So far, the growth of Decentralized Finance (DeFi) has stemmed from the creation of new blockchains and protocols that are not interoperable. These large monolithic networks have caused liquidity within crypto to be fragmented across each ecosystem, resulting in the majority of protocols operating in a “silo”. In order for DeFi to reach the conflicting point of mass adoption, these protocols must be able to communicate and transact, irrespective of what blockchain they are built on.

At Nolus, we believe in a blockchain-agnostic DeFi future, and we are strongly positioned to advance forwards with the next major frontier of Web3 development.

Nolus: Built on Cosmos SDK

The Nolus Protocol runs on an independent, application-specific blockchain utilizing the Tendermint Core — a blazingly fast Proof-Of-Stake consensus algorithm with built-in multi-chain interoperability delivered by the Cosmos SDK. This provides 3 major benefits:

  • Transactions can be as cheap as $0.01;
  • A censorship-resistant experience with self-custody of funds;
  • Inherit the Cosmos blockchain’s robust infrastructure that is interoperable with other decentralized networks on IBC.

The protocol logic is developed in Rust and executed within the isolated sandboxing model by CosmWASM. This enforces robust security and multi-chain compatibility, where each user can initiate a Lease contract.

The DeFi Lease

Moving onto our products, the DeFi Lease defines a money market between lenders looking to earn a yield on stablecoins, and borrowers aiming to borrow more digital assets than their current equity. To borrow assets, borrowers provide a down payment and can leverage their equity up to 150%.

The borrower specifies the exact parameters of the agreement which includes:

  • The asset to receive;
  • The amount of the down payment.

Once the DeFi Lease is initiated, a smart contract instance is created using the previously agreed-upon parameters. The smart contract factory, which produces all DeFi Lease positions, will then deposit the down payment and the loaned amount into the instance.

Interchain Accounts

Nolus leverages interoperability through Interchain Accounts (ICA), which allows Cosmos sovereign chains to do more than just send assets via IBC to one another.
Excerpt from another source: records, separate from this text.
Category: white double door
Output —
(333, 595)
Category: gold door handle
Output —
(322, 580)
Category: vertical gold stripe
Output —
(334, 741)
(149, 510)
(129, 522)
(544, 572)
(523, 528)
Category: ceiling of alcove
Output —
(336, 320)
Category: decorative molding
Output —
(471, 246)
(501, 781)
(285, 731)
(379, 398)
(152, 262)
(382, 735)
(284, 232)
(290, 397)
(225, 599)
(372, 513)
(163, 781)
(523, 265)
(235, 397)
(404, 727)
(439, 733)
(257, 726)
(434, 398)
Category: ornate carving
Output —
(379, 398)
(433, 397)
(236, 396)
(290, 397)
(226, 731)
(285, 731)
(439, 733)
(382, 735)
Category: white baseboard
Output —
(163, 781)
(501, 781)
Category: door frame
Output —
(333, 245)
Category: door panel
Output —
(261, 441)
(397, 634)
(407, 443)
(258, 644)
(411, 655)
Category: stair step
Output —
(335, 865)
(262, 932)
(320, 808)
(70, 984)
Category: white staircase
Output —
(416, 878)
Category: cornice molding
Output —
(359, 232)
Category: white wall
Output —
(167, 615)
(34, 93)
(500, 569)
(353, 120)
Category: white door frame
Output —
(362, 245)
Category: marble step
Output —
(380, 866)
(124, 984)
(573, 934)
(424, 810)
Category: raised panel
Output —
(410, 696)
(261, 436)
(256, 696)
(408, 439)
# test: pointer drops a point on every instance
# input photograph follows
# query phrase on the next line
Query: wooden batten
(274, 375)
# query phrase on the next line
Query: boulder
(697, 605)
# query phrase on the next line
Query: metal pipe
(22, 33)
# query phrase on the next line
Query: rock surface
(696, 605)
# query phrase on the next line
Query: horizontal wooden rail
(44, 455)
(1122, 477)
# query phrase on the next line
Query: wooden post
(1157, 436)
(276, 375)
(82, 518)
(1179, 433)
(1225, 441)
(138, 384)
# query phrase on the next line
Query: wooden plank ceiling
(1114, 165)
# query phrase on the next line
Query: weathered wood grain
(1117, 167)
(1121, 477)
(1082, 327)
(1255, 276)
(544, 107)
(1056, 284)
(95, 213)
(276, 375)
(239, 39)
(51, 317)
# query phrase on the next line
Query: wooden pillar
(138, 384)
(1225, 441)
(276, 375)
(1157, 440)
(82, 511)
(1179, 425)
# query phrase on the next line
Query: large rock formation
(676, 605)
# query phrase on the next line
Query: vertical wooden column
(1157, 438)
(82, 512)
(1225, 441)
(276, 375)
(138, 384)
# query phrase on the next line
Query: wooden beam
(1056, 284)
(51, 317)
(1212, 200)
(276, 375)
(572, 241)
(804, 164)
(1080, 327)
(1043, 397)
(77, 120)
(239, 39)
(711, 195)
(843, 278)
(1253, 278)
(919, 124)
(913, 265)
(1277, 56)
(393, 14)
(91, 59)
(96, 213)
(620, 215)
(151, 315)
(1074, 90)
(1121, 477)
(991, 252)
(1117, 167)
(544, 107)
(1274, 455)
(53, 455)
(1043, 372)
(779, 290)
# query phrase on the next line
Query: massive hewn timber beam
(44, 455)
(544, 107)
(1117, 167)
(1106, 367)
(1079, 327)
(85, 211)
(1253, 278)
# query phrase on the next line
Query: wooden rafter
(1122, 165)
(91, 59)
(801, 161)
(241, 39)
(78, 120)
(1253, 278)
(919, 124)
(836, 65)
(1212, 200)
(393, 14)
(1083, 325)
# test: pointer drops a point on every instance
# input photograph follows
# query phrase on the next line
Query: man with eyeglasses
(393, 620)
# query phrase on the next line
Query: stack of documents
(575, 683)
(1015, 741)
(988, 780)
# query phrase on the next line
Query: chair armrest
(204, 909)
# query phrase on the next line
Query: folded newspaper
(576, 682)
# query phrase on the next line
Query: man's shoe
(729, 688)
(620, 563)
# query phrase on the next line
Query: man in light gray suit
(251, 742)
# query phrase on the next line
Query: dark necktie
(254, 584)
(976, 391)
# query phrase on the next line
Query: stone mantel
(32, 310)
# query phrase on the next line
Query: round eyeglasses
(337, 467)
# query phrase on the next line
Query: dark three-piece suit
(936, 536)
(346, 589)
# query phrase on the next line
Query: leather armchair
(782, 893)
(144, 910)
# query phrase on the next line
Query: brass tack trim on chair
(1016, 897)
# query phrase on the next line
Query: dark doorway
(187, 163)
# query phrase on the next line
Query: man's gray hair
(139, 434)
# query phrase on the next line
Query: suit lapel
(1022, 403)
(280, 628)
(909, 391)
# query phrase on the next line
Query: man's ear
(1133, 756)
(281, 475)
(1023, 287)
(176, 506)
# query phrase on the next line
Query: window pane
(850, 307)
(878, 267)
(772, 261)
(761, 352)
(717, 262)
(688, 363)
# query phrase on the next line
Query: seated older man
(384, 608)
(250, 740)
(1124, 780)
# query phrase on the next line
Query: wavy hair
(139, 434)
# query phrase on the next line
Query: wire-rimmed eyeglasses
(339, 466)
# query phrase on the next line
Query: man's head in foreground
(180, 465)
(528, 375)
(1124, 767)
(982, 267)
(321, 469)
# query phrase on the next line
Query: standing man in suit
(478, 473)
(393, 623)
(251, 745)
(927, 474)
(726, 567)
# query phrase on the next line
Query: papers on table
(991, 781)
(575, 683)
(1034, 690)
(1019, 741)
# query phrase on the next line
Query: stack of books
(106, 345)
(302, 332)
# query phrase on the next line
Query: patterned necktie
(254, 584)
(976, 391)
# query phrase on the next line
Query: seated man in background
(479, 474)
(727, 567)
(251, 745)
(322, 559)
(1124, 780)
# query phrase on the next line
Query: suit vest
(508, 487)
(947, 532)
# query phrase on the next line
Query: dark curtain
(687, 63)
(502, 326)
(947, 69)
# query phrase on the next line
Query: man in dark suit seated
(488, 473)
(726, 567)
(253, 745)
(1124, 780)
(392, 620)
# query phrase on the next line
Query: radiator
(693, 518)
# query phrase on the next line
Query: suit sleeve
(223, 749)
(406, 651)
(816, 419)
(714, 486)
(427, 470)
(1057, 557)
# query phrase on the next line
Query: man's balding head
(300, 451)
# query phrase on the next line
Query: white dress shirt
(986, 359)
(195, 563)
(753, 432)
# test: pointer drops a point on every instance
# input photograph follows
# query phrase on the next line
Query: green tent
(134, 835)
The Nolus Protocol uses a customized version of this module which is better tailored to our products for a few reasons. For example, every smart contract instance has the ability to open an account on host networks where it can perform different actions like swaps, lease liquidations, staking, minting derivatives, etc., giving Nolus the ability to stay platform neutral (mitigating external risk) while leveraging functionalities from different permissionless chains.

Initially, Nolus will support the Osmosis ICA host network — the leading decentralized exchange in the Interchain ecosystem which acts as an Automated Market Maker (AMM) hub. After launch, every single lease position will go through the liquidity pools on Osmosis and perform the swap to the desired asset. Naturally, liquidations would also happen there.

Liquidation Mechanism

To explain this effectively, it is appropriate to use an example. Let’s say you have 10 ATOM worth $100 and decide to deposit this into Nolus Protocol as down-payment. This allows you to take out a loan of up to 150% against your initial down payment, resulting in a DeFi Lease that contains 25 ATOM (or $250) in total.

If the price of ATOM begins to fall, Nolus will send you reminders when your loan is approaching a margin call, giving you time to provide more collateral or pay off your loan. However, if the price continues to fall around 40%, the value of the ATOM within your DeFi lease would slowly approach the value of the initial loan Nolus provided ($150). If the two were to have equal value, or worse — if the value of your collateral was worth less than the loan provided by Nolus, bad debt would begin to accrue on the platform.

To avoid bad debt accruing to the money market, a partial liquidation will occur to return your LTV (loan-to-value) ratio to a safe level. This is usually around ⅓ to ¼ of your position, depending on the collateral type you provided. Additionally, any unpaid interest that accrued to your loan will be paid off in this partial liquidation too.

Liquidations are automatically instantiated by the Nolus smart contracts that sell part of the collateral on Osmosis using Interchain Accounts. The capital received from selling this collateral within the DeFi Lease, including any interest accrued on the loan, is returned to the Liquidity Provider Pools from which the original loan came from.

If the price of ATOM continues to decrease, Nolus will eventually liquidate your entire loan yet there should be ample opportunity to pay off your loan before this.

Tailor-made L1

Nolus is built with interoperability at heart. For this reason, the protocol can operate on any compatible general-purpose blockchain without needing its own proprietary layer 1 solution. Yet, Nolus goes beyond this by adopting a more tailored approach that offers its users a greater value proposition. We achieve this by relying on the modular architecture of the Cosmos SDK that allows developers to design the underlying system in a flexible way.

All functionalities on the platform are specifically adjusted to ensure a sustainable economic model for all stakeholders, from stakers to lenders and borrowers. For example, three revenue streams will automatically buy back NLS tokens on the open market and refill the Lender’s Incentive Pool, thus guaranteeing the long-term vision of attracting Lenders. With the adoption of the protocol and increased TVL, larger token buybacks will occur and more rewards will be distributed to lenders.

Conclusion

In summary, Nolus Protocol provides a safe and robust infrastructure that provides users with fixed-interest loans with up to 150% financing, over 3x the market average. These loans experience a lower liquidation risk, and the protocol will remind you when you are close to a margin call to promote a safe borrowing environment.

Nolus takes this experience one step further by taking advantage of the revolutionary technology provided within the Cosmos ecosystem. Interchain accounts will allow Nolus to integrate with many different DEXs in the future on host networks, starting with Osmosis upon launch. Interoperability is extremely important to us, so hopefully you can see that Nolus has been built in a way that is conducive to two-way communication between our protocol and other networks. We look forward to you joining us soon!